The cover of Dead Boys: Stories

To paraphrase the compliment Joan Didion paid Fat City, Leonard Gardner’s classic 1969 novel set in Stockton, California, Richard Lange has got it right about Los Angeles. Dead Boys, his debut story collection, depicts average Southland life with unfaltering exactitude— the doughnut shop–cum-hangout, the sun’s merciless routine, Spanglish, and the disconsolateness of the carless. Such meticulously drawn commonplace scenery is remarkable in itself. But what’s most impressive about Lange’s tales is how his LA bypasses the usual accounts of nihilism and dystopia to signify instead the hard-luck optimism of the losers who are drawn to it.

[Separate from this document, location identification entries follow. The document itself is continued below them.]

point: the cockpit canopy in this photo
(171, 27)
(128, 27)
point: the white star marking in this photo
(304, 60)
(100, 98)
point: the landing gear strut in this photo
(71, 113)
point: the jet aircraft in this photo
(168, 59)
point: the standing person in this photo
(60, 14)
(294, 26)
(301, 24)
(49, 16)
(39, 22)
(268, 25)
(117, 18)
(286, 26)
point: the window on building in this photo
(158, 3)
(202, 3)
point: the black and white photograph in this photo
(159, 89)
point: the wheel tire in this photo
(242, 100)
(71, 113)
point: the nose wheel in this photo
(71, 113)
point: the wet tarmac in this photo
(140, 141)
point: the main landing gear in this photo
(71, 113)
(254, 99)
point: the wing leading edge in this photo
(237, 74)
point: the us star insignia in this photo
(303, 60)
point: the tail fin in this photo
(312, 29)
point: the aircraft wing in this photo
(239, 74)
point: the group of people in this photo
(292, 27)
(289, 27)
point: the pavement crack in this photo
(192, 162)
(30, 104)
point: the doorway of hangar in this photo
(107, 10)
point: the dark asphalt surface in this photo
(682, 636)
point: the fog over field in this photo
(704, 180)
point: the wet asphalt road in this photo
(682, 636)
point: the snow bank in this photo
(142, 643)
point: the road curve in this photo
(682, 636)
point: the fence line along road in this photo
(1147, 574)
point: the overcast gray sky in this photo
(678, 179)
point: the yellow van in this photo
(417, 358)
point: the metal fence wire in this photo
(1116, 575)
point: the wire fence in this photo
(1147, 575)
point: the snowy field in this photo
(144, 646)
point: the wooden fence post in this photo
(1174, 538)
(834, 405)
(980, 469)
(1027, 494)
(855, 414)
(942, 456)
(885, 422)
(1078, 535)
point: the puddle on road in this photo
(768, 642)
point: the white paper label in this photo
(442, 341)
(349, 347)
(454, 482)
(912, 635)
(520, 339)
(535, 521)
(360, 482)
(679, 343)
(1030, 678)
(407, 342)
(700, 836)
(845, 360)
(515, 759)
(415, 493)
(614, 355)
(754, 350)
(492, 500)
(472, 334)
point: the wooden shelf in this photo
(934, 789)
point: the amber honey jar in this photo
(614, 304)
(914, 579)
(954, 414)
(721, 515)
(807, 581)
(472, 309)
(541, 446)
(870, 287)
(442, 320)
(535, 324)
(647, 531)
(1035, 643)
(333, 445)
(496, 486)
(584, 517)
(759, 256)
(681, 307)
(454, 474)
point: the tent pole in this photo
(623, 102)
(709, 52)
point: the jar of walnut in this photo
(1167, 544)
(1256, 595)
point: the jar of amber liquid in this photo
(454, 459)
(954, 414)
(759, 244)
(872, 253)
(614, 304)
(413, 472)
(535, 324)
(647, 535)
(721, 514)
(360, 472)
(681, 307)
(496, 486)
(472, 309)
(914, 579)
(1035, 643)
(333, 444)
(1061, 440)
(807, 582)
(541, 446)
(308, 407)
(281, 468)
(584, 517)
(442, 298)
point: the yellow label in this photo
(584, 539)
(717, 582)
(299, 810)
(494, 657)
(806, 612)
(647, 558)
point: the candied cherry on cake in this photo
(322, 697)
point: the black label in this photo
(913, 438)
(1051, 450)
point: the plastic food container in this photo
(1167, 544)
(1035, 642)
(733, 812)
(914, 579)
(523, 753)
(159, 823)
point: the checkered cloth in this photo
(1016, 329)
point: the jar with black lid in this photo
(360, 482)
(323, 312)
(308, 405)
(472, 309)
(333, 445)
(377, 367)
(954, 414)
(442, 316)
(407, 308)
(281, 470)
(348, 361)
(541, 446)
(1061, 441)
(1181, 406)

Lange’s down-and-outs daydream endlessly, but their fantasies are grounded. A typical ambition is middle-class stability. That’s what the parolee wants in “Long Lost,” when he looks up his straight-arrow half brother at Christmastime. Yet he discovers that his sibling isn’t what he seems: This happily married nine-to-fiver has a habit of boosting register-display items just to feel the outlaw’s rush. “You ever see a shrink?” the ex-con suggests, hinting at their shared history of abandonment and implying that subsistence and routine should not be taken for granted.

Men who are perhaps overly conscious of their departed youth narrate these stories, and the book’s title refers as much to their former selves as to the dead children mentioned offhandedly in their anecdotes. Their voices, uniformly worldweary, occasionally sound too much alike, which dilutes their force. It is a distracting flaw, in part because the grizzled insights they mutter are otherwise precisely expressed. Like Raymond Carver and Amy Hempel, Lange is able to phrase a highly specific emotion or state of mind compactly (“I don’t want to be one of those people who need to get to the bottom of things”), but his sentences are rangier, spackled with oddly beautiful imagery pieced together from unlikely materials. In describing a men’s bathroom, for instance, one of his characters sees that “a fresh coat of paint covers the piss blisters pocking the metal divider between the urinals.”

Through playful, earthy language, Lange continually reminds us that our particular perspective determines our outlook. In fact, the author is especially adroit at sudden reversals of viewpoint: “He grabs my hand and kisses it. It’s one of those moments when you wish you weren’t always watching yourself from across the room.” Lange has a flair for seamy comedy, and while he sometimes imbibes too liberally from Bukowski’s flophouse trough, there is no doubt that on the shopworn territory of literary Los Angeles, he has mapped entirely new topography.